Werner’s block was a mess, barely plowed and badly shoveled, with only the narrow path of other people’s footprints to walk in. I saw no sign of Jamie Coyle, which didn’t mean he wasn’t hiding in a drift. I stamped my boots at the door to Werner’s building, brushed snow from my legs, and pushed his intercom button. His newscaster voice was tinny through the speaker.
“Who is it?”
“It’s John March, Gene- the guy who’s been leaving you messages for what seems like forever.” Silence. “Gene, I’m getting cold out here.”
“You’re who?”
“John March. I left you phone messages. Several of them.”
“And you want…?”
“To talk about Holly.” More silence. “Holly Cade.”
“What about her?”
“How about I tell you indoors, Gene?”
The buzzer sounded, and I walked up to the second floor. Werner was in the hall outside his apartment. He wore jeans and a black checked shirt, and he pulled the apartment door shut behind him.

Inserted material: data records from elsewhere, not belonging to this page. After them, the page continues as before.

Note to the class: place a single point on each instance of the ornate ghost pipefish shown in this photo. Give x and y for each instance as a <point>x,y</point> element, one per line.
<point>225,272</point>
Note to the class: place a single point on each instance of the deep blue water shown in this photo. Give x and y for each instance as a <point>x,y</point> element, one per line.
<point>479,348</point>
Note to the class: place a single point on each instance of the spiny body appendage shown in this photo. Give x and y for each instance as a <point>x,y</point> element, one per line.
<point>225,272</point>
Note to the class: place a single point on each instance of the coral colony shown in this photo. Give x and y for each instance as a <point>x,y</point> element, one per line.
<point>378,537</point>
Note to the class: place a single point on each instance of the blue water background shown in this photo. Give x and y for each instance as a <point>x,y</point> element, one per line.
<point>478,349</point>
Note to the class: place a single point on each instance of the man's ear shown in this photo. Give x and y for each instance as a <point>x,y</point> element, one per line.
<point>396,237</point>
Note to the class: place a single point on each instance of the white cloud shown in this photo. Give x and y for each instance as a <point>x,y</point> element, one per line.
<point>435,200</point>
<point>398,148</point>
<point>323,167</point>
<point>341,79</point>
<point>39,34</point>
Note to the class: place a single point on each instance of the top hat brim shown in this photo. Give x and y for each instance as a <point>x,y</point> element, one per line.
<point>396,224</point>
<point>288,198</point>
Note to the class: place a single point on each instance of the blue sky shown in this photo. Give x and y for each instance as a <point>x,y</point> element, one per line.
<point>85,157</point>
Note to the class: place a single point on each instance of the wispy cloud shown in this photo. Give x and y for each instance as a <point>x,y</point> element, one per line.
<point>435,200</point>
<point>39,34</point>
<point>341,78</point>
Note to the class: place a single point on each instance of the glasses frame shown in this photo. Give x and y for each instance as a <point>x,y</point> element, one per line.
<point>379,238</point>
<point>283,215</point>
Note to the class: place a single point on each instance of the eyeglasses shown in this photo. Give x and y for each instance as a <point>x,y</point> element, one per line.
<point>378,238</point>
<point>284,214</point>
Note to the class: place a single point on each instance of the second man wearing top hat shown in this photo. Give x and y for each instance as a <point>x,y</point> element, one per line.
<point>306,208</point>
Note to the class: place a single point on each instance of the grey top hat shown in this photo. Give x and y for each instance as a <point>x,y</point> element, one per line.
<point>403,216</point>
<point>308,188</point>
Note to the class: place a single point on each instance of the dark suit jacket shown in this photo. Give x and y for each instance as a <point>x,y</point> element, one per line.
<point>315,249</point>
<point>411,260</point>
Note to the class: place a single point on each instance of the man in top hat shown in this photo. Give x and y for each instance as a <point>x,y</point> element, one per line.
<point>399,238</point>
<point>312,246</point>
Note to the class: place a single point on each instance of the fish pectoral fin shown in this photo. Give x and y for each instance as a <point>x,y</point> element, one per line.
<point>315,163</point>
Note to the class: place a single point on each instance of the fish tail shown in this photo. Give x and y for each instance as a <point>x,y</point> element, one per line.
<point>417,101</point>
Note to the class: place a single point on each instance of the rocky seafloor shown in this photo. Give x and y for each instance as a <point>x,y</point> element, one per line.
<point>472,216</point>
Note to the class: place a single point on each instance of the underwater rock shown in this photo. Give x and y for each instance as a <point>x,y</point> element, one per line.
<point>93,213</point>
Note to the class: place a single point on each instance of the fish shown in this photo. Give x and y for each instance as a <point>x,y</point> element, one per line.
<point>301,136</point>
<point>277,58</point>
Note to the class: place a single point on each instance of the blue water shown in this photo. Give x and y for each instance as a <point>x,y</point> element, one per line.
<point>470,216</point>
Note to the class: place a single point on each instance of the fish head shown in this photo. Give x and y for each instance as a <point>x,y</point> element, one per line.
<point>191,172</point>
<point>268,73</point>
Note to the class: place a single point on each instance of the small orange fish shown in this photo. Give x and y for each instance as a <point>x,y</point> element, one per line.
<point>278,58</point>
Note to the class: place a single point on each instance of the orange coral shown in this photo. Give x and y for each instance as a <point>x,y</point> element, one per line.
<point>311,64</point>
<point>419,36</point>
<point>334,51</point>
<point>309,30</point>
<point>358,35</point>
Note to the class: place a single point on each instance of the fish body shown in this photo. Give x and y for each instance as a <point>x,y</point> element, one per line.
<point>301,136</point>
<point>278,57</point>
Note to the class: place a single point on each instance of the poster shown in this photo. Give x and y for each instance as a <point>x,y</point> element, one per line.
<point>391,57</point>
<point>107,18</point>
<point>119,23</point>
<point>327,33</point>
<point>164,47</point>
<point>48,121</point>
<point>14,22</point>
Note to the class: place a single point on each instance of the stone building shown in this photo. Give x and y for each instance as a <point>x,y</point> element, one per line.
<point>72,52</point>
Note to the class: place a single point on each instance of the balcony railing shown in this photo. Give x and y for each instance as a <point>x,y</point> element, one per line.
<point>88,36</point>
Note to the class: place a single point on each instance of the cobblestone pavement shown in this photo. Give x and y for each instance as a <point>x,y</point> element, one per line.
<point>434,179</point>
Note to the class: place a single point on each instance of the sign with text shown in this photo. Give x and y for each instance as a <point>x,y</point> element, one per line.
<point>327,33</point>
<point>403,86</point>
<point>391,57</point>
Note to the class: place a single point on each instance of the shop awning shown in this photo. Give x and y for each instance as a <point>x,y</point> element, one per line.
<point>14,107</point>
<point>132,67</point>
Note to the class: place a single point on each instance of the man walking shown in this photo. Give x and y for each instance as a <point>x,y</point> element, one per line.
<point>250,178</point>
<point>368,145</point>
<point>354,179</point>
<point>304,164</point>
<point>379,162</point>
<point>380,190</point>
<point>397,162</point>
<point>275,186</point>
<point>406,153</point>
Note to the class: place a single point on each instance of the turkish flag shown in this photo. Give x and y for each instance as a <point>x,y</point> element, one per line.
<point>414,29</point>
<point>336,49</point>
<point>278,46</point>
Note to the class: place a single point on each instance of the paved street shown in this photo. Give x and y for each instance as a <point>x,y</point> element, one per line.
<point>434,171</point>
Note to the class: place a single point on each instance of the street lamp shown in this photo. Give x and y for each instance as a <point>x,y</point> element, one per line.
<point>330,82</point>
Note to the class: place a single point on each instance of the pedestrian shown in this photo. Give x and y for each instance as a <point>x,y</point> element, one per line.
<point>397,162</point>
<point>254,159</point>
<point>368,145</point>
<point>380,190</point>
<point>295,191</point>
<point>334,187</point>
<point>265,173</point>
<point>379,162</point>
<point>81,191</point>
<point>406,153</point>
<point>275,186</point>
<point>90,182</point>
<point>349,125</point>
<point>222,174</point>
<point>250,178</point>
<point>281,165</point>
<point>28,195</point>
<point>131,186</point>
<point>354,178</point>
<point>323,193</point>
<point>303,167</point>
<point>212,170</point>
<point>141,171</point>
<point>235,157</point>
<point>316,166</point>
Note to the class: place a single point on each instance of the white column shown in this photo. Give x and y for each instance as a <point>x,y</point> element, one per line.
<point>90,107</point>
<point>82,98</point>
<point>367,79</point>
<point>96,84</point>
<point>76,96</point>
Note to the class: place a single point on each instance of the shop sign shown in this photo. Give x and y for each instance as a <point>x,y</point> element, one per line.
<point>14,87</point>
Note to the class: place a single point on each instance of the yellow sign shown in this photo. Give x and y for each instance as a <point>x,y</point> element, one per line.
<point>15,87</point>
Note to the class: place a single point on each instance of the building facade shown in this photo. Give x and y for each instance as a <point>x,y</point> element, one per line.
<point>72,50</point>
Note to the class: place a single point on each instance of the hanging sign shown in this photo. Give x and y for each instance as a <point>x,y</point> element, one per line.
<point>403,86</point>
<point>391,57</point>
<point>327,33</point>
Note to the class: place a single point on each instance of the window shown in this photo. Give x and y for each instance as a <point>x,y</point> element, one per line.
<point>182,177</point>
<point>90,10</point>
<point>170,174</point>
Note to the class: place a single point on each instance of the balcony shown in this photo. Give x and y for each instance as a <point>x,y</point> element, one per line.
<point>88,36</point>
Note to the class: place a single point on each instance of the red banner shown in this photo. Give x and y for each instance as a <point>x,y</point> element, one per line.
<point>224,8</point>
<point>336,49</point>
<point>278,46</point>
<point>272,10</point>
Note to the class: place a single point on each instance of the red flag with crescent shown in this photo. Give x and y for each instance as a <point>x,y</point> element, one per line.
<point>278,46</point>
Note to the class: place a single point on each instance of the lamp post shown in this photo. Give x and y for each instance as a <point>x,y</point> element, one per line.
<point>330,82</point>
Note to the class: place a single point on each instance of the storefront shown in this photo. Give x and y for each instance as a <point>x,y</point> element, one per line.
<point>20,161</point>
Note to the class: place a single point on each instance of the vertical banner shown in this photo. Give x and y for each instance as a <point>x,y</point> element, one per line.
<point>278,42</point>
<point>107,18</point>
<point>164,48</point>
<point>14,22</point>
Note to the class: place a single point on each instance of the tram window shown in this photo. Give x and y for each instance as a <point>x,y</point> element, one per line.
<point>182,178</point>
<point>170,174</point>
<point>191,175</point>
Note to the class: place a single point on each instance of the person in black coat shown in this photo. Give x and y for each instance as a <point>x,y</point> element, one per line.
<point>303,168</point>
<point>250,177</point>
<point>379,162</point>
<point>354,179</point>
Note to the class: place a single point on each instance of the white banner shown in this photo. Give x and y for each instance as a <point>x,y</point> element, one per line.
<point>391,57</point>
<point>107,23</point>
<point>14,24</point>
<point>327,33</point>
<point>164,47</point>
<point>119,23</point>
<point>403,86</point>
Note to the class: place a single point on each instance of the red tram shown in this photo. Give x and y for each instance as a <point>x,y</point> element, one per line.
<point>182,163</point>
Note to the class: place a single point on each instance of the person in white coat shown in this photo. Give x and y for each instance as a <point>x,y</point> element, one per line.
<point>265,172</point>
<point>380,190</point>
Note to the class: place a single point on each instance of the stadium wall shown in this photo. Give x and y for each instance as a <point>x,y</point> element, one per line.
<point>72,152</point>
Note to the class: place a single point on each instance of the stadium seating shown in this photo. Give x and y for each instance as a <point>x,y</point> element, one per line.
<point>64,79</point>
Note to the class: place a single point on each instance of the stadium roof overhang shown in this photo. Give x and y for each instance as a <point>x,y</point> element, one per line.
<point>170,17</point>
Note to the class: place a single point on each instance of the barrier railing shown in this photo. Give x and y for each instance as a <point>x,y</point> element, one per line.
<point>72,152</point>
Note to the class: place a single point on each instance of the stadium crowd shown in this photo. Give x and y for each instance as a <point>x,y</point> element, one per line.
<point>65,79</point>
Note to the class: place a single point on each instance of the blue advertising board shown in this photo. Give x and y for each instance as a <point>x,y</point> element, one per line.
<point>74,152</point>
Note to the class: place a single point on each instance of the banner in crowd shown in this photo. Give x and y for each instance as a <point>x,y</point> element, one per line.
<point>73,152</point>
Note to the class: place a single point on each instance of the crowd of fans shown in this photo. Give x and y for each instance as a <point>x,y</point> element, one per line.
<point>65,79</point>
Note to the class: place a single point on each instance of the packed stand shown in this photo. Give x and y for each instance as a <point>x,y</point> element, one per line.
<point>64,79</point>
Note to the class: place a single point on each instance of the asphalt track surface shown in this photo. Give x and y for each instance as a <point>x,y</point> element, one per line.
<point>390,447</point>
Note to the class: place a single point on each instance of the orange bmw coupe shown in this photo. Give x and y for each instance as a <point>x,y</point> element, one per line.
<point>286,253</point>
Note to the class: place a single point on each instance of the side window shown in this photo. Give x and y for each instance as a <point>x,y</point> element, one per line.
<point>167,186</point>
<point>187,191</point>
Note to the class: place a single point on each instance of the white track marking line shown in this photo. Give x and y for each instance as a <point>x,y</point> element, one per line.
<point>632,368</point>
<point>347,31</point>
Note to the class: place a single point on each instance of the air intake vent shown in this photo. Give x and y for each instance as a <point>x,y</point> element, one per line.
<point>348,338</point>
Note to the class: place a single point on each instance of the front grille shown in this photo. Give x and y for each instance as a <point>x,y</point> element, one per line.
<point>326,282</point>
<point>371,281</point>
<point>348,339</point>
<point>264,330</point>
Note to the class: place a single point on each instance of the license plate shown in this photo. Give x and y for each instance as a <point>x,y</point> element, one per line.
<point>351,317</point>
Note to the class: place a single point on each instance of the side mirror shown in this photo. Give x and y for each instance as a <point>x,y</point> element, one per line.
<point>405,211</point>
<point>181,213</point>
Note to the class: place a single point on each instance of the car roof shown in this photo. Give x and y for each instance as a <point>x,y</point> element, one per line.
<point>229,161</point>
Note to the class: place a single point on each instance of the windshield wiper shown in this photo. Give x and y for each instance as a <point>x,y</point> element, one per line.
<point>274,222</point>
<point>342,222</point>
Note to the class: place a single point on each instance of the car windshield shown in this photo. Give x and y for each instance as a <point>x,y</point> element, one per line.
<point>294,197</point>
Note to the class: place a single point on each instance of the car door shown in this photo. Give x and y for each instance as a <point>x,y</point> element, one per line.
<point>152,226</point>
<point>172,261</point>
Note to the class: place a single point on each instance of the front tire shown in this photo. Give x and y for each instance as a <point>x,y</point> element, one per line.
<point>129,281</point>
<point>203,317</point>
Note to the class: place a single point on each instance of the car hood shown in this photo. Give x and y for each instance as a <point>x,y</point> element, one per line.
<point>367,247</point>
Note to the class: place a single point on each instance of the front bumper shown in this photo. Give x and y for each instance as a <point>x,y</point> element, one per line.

He looked much as he did in the snapshots, though the straight, dark hair was shorter now- just long enough for a stubby queue- and the goatee was trimmed to little more than a stripe down the center of his square chin. The handsome face was leaner too, and there was a vulpine cast to his dark eyes that the camera hadn’t caught, and a cruel stamp to his mouth. Neither had the camera caught the aura of snaky strength that surrounded Werner. He was a sinewy six-three, lithe despite his size, and there was something coiled and nasty about him that made the hallway seem dangerous and too small. Werner pushed his sleeves up over muscular, hairless forearms.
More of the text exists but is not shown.